O financiamento em causa, refere o mesmo despacho, de 12 de julho, assinado pelo chefe de Estado angolano, José Eduardo dos Santos, será no valor global de 265,8 milhões de dólares (230,6 milhões de euros).

Desde 09 de julho que o início dos testes na primeira turbina do Aproveitamento Hidroelétrico de Laúca, a maior barragem de Angola, que a partir de sexta-feira deverá colocar eletricidade na rede pública, está a condicionar o fornecimento elétrico a Luanda.

O Ministério da Energia e Águas alertou que os constrangimentos de eletricidade a Luanda deverão passar por perturbações no fornecimento e oscilações de tensão, devido à entrada em carga do primeiro grupo gerador.

O primeiro grupo gerador daquela barragem, na província angolana de Malanje, a maior obra pública em construção em Angola, começa a produzir 334 MegaWatts (MW) de eletricidade a partir de 21 de julho, conforme anúncio feito anteriormente pelo Governo.

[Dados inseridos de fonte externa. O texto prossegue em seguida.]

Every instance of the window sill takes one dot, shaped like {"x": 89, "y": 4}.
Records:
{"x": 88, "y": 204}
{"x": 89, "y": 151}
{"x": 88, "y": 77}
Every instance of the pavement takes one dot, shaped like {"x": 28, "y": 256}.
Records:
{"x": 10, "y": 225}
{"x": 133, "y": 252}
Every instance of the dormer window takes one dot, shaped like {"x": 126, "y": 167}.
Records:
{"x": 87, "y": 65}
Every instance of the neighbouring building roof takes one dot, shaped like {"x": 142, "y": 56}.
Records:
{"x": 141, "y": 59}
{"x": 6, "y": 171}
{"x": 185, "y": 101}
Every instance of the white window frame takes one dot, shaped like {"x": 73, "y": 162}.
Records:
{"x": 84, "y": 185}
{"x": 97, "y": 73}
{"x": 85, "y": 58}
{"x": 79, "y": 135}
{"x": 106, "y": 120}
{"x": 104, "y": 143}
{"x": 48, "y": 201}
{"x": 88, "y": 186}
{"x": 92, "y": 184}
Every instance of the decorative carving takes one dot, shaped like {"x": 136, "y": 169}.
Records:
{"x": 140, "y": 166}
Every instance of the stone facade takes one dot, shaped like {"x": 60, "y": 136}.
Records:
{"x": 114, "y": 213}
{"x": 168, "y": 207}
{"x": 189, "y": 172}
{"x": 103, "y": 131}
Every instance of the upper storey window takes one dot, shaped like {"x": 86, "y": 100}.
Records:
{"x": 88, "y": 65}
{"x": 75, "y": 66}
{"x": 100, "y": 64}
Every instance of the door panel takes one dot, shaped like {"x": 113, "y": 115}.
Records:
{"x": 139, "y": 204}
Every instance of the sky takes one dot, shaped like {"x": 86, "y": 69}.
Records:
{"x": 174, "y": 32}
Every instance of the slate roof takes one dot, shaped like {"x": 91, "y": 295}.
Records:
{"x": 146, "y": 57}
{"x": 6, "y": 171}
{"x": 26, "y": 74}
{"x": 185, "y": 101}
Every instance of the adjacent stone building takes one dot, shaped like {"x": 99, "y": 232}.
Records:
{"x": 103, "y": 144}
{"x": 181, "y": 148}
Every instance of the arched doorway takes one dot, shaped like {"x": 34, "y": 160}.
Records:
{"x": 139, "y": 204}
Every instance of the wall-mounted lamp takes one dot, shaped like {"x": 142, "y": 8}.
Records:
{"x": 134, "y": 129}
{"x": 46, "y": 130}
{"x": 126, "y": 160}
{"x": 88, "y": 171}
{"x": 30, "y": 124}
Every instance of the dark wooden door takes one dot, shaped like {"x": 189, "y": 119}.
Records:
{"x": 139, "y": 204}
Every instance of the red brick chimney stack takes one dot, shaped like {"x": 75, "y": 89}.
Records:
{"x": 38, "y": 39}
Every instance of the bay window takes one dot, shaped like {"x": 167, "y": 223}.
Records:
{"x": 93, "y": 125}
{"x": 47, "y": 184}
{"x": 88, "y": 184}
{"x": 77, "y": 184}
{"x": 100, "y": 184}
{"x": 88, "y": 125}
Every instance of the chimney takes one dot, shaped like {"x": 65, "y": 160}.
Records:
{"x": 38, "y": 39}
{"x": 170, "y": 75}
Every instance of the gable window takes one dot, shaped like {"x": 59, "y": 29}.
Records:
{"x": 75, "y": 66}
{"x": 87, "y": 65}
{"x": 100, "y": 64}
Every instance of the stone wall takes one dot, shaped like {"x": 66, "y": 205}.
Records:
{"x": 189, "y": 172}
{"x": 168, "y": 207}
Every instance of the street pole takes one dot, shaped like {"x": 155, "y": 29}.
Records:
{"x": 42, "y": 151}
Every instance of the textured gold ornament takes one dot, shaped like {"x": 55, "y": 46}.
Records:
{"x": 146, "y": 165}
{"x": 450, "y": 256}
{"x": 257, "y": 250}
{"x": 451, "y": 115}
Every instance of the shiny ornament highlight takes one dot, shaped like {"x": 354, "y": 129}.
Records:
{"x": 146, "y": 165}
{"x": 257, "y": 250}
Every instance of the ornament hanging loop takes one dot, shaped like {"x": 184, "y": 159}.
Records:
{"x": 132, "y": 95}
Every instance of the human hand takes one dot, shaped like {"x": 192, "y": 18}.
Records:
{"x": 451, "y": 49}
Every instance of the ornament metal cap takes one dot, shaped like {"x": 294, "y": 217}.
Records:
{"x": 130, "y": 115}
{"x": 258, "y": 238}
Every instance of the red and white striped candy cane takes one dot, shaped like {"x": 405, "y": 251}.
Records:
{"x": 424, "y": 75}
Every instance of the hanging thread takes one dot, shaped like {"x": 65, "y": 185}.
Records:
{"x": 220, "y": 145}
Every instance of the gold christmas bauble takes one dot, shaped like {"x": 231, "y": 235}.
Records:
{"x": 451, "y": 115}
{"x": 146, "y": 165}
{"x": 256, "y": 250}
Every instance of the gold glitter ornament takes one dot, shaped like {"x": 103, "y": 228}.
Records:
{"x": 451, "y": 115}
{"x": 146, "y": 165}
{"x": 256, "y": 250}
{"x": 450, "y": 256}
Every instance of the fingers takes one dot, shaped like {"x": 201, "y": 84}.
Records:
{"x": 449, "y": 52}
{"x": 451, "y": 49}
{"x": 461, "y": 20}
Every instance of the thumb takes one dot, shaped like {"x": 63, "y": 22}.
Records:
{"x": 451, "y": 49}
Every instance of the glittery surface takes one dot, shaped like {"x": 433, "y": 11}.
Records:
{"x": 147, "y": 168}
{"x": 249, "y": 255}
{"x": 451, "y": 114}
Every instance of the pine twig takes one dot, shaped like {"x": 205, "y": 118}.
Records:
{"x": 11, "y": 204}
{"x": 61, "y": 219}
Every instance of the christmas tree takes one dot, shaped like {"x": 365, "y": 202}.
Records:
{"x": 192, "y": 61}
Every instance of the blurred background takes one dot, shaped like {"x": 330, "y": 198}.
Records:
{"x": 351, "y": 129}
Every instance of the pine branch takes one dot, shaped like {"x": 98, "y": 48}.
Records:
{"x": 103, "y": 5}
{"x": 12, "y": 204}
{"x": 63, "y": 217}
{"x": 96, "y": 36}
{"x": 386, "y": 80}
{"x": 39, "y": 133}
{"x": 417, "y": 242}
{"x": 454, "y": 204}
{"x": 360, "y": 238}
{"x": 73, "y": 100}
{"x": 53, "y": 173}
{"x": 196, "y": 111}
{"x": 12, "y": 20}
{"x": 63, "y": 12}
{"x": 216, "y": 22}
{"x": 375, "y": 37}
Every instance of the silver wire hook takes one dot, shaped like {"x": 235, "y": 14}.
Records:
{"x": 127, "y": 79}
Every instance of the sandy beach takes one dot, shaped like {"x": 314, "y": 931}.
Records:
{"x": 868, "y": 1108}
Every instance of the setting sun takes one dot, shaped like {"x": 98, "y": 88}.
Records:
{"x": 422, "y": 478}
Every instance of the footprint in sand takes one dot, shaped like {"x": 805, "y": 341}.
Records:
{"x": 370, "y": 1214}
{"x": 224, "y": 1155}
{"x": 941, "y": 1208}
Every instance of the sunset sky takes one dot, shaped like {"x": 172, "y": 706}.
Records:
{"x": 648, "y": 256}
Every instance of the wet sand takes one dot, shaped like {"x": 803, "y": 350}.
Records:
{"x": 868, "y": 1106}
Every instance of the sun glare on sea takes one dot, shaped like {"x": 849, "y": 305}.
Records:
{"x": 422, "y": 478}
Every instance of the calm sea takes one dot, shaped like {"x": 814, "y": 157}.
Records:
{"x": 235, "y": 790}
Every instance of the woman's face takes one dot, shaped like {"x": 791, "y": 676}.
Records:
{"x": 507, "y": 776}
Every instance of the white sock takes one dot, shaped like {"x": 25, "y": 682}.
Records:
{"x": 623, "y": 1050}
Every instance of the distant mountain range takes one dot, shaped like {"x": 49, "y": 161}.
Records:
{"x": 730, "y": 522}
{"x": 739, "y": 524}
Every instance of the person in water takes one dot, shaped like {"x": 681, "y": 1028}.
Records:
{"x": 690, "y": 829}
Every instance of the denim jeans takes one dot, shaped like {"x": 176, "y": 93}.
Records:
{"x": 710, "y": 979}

Localizada entre as províncias do Cuanza Norte e Malanje, aquela barragem foi encomendada pelo Estado angolano por 4,3 mil milhões de dólares (3,8 mil milhões de euros), envolvendo financiamento da linha de crédito do Brasil, movimentando cerca de 9.000 trabalhadores.

Desde 11 de março que o enchimento em Laúca está a condicionar a operação nas restantes barragens já instaladas no rio Kwanza, devido ao reduzido caudal, limitando o fornecimento de eletricidade da rede pública a Luanda, por norma, a algumas horas por dia.

Em quatro meses está previsto que a barragem de Laúca atinja a quota 830, equivalente a uma albufeira com um volume de água de mais de 2.500 milhões de metros cúbicos, sendo por isso a maior em Angola.

O enchimento da barragem de Laúca só terminará em 2018, com a elevação até à quota 850, completando o reservatório na sua totalidade e permitindo a entrada em funcionamento das seis turbinas que estão instaladas e uma produção de cerca de 2.070 MW de eletricidade, mais do dobro da capacidade das duas barragens - Cambambe (960 MW) e Capanda (520 MW) - já em funcionamento no rio Kwanza.